Dabei sind Geldleistungen im Sozialstaat Österreich deutlich stärker ausgeprägt als in anderen Ländern. Hierzulande machen sie laut Eurostat 71 Prozent aller Sozialleistungen aus, in Schweden sind es nur 59 Prozent, in Dänemark 61 Prozent.

Auf der anderen Seite waren stark ausgeprägte Sozialsysteme während der Wirtschaftskrise durchaus ein Vorteil, wie eine aktuelle Wifo-Studie zeigt. Das BIP nahm in Österreich durch sozialpolitische Maßnahmen um ein Prozent zu. Generell zeigte sich für die EU"eine deutlich höhere Stabilisierungswirkung als für die USA" . Die Wifo-Experten plädieren sogar dafür, Arbeitslosengeld und Mindestsicherung automatisch zu erhöhen, wenn die Arbeitslosigkeit steigt.
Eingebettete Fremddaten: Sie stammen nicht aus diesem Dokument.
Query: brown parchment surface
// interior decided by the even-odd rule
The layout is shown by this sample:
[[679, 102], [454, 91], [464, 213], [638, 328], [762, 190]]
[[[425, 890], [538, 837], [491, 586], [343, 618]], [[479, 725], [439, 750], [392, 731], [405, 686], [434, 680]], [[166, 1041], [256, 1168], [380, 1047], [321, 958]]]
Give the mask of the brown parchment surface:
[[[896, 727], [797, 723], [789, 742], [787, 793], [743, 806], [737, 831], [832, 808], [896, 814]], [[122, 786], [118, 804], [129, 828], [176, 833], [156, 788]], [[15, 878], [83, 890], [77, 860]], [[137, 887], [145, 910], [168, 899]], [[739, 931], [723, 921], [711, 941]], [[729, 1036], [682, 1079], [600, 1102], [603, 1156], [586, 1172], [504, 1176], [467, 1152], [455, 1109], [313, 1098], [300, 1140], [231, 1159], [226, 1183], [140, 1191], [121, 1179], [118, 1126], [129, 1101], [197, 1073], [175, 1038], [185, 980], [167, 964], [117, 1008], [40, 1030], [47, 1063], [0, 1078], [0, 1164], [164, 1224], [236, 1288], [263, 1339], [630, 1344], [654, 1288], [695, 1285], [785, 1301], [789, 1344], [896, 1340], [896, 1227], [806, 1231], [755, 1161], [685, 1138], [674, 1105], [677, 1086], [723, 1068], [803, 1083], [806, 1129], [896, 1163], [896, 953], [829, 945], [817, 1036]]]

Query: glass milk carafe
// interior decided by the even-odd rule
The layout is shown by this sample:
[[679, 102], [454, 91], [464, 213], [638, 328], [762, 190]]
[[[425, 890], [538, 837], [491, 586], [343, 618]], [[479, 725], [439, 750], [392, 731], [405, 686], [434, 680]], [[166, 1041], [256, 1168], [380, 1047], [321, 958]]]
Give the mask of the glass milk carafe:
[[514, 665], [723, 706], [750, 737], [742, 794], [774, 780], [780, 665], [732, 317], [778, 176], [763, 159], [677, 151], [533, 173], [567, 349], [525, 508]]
Dänemark praktiziert bereits ein ähnliches Modell.

In der Praxis ist es aber schwierig, nach einer Krise die Ausgaben wieder zu senken. Österreich weist eine der "dramatischsten" Verschlechterungen bei der "Nachhaltigkeitslücke" aus, sagt der Sozialwissenschafter Bernd Marin. Vor der Krise fehlten nur 0,3 Prozent der Wirtschaftsleistung für ein langfristig nachhaltiges Budget. 2009 waren es schon 4,8 Prozent. Die Finanzmärkte würde aber genau auf diese relativen Verschlechterungen schauen, warnt Marin. Entscheidend nachteilig für Österreich sei die "chronische Unterfinanzierung" der Pensionsansprüche bzw. der subjektiv wahrgenommene Pflegenotstands -"bei einer der großzügigsten Pflegegeldregelungen weltweit" , so Marin. Es wird also nicht leichter für den österreichischen Sozialstaat.